First, raw phenotype, genetic, and neuroimaging data are loaded into the DERIVA data catalog using an "Extract, Transform, Load" process. This process involves the ingest of data (the “Extracts”) from one or more tabular data files in CSV format representing phenotypic data for an entire study cohort, one or more tabular files of genetic variant data in the VCF format, and MRI neuroimaging files in various formats such as DICOM, NIFTI, MGZ, etc. During this process, various software utilities are used to perform the “Transforms” required to prepare the data for loading into the catalog. Specifically:

  1. Tabular data in CSV format is scanned for structure using csvkit, and corresponding SQL is created to automate the creation of a database table and the subsequent import of the CSV data into the newly created table
  2. Genotypes of interest are extracted from VCF files using bcftools and written out to a tabular CSV file in an optimized format.
  3. Image files are processed by a BDDS developed utility that recursively scans an input directory for images, collecting any metadata encountered, and populates an object store (such as a native filesystem, Hatrac, or Amazon S3) with the file data while also creating the relevant Deriva catalog data for referencing the files.

After the transform process is complete, the transformed data is “Loaded” into the Deriva catalog, and then annotated. The annotation step is a Deriva-specific process which facilitates further customization and fine-tuning of how data is presented to the user in the Deriva web-based user interface.

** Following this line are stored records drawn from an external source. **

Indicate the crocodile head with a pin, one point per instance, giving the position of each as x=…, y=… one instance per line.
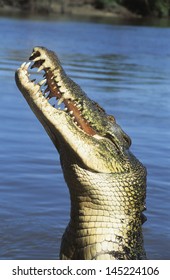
x=81, y=126
x=107, y=183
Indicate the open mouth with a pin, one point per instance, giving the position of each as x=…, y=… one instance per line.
x=52, y=89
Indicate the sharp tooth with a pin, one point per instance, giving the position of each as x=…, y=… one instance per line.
x=60, y=100
x=46, y=90
x=40, y=68
x=36, y=58
x=23, y=65
x=42, y=82
x=27, y=65
x=78, y=106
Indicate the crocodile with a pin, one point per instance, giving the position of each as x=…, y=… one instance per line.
x=107, y=183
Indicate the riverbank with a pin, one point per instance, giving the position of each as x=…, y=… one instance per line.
x=83, y=9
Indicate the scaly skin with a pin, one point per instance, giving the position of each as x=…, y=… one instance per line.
x=107, y=183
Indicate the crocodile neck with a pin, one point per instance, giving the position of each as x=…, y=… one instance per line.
x=101, y=225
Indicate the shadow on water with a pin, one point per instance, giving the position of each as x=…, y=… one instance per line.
x=126, y=69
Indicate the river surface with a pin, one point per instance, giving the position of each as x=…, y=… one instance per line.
x=124, y=67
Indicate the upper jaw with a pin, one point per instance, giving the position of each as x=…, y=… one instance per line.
x=86, y=114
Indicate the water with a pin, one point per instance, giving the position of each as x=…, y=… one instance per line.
x=126, y=68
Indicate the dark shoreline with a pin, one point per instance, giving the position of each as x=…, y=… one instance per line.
x=119, y=12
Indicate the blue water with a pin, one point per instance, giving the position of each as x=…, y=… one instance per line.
x=124, y=67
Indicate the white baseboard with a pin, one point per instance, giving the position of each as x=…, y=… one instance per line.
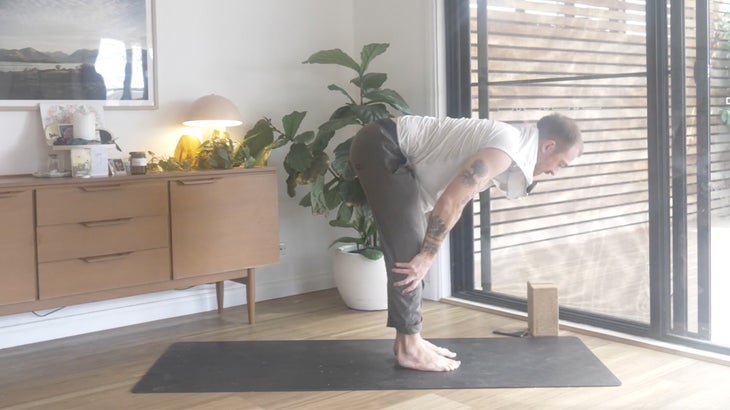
x=26, y=328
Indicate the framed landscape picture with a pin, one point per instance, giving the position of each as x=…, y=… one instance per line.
x=77, y=50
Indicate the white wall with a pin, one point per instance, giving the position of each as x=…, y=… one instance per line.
x=251, y=52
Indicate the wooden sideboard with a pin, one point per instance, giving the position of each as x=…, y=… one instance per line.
x=67, y=241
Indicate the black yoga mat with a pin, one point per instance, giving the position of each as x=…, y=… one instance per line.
x=320, y=365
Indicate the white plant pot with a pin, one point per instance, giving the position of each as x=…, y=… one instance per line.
x=362, y=282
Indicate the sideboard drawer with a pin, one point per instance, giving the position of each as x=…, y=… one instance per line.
x=92, y=238
x=102, y=201
x=84, y=275
x=17, y=247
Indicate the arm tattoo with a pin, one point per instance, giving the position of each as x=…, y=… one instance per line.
x=435, y=233
x=477, y=170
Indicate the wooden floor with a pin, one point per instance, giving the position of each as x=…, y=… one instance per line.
x=97, y=371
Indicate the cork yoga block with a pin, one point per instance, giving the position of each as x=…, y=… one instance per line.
x=542, y=309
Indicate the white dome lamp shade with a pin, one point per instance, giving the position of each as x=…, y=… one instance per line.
x=213, y=111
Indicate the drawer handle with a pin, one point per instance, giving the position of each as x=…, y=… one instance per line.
x=197, y=181
x=105, y=258
x=97, y=188
x=10, y=194
x=108, y=222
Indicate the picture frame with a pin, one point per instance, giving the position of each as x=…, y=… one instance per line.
x=117, y=167
x=100, y=51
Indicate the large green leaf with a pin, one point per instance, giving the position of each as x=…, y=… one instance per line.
x=258, y=137
x=370, y=81
x=389, y=97
x=344, y=214
x=340, y=224
x=369, y=52
x=299, y=157
x=292, y=122
x=333, y=56
x=341, y=163
x=304, y=138
x=319, y=166
x=371, y=112
x=317, y=198
x=335, y=87
x=332, y=199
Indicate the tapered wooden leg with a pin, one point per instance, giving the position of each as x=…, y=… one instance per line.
x=251, y=294
x=219, y=295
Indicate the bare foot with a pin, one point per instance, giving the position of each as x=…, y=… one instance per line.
x=413, y=352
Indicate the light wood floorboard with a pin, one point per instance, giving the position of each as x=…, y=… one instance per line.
x=97, y=371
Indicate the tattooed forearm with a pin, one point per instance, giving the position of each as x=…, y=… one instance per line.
x=472, y=175
x=435, y=233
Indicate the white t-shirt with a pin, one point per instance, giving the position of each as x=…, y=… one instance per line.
x=436, y=149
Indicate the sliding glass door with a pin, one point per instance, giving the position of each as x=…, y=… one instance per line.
x=632, y=234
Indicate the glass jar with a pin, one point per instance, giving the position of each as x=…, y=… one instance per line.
x=138, y=163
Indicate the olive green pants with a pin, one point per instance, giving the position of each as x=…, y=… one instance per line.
x=392, y=194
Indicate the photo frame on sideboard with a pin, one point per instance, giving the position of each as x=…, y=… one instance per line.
x=95, y=50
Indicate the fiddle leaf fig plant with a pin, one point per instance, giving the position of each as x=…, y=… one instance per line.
x=332, y=182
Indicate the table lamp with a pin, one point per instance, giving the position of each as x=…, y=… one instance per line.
x=213, y=111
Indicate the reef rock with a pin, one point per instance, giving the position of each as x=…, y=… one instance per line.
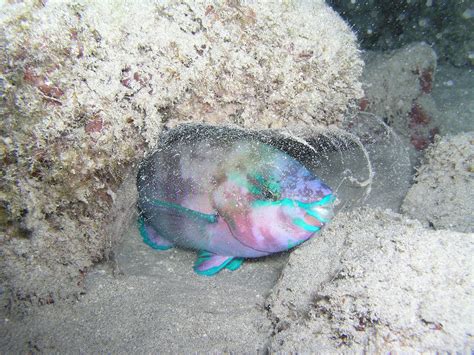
x=444, y=185
x=88, y=86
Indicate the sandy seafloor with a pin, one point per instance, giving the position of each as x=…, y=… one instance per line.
x=148, y=301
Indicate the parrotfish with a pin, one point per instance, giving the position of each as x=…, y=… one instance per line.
x=229, y=201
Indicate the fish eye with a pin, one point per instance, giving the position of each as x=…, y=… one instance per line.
x=269, y=190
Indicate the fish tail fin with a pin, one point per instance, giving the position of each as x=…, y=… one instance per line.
x=151, y=237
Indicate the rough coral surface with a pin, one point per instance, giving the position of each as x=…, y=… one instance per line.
x=376, y=282
x=444, y=185
x=88, y=86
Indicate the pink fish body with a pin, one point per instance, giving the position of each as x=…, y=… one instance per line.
x=229, y=201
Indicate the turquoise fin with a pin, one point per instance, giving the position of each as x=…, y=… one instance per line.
x=151, y=237
x=209, y=264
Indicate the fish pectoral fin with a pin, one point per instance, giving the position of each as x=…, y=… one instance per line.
x=151, y=237
x=209, y=264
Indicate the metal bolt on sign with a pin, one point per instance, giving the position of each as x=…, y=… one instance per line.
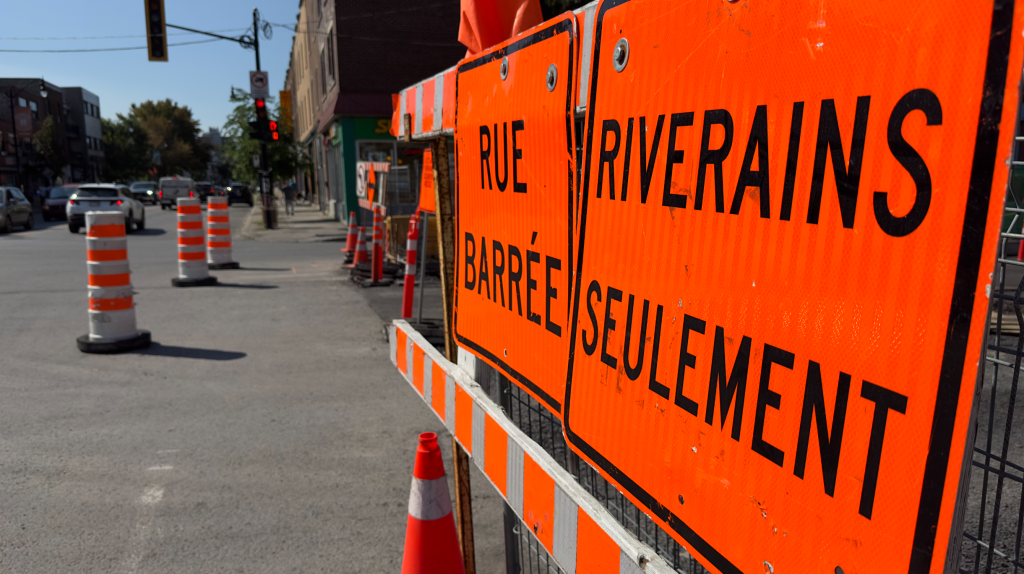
x=621, y=55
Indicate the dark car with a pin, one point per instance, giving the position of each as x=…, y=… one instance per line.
x=239, y=193
x=55, y=204
x=144, y=191
x=204, y=189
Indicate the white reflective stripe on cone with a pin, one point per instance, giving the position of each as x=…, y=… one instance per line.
x=429, y=498
x=112, y=325
x=108, y=267
x=105, y=244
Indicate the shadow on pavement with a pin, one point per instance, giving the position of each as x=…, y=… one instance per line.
x=189, y=353
x=240, y=285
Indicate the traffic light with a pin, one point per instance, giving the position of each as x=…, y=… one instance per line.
x=261, y=127
x=156, y=31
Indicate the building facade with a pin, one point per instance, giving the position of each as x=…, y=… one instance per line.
x=85, y=135
x=347, y=59
x=26, y=103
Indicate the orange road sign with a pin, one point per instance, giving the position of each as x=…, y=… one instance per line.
x=787, y=225
x=515, y=203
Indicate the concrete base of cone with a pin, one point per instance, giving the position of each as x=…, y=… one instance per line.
x=231, y=265
x=140, y=341
x=205, y=281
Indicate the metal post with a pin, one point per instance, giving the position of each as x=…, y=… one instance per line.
x=422, y=260
x=17, y=146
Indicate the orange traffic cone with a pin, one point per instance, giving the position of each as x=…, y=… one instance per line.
x=431, y=541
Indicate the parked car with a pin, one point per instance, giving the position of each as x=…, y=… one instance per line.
x=204, y=189
x=170, y=188
x=55, y=203
x=15, y=210
x=239, y=193
x=104, y=196
x=144, y=191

Once the base data has been loaded, the Deriva web-based user interface can be used to query the catalog for subjects with data on the genotype of interest. Neuroimaging data for subjects matching the search criteria are extracted into BDBag formatted archive files. Next, the neuroimaging data is processed through comprehensive volumetric and surface-based analysis (FreeSurfer) on the LONI pipeline. This produces derived digital image processing outputs (generally in MGZ format) and volumetric measurements in tabular form that are loaded back into the data catalog in the same manner as the initial data load, i.e., via the same ETL processing.

Finally, target genotype and phenotype data is extracted and output from Deriva in BDBag format. The BDBag includes the following:

  1. Genotype and covariates (e.g. demographic and behavior data) in .csv format.
  2. The regional phenotypes (namely, one value per region) in .csv format.
  3. The local phenotypes (namely, one value per brain surface vertex) in .mgh format (FreeSurfer).

The contents of the BDBag can now be loaded into the NeuroimagingPheWAS Toolbox for phenome-wide association study to make genotype-to-phenotype associations.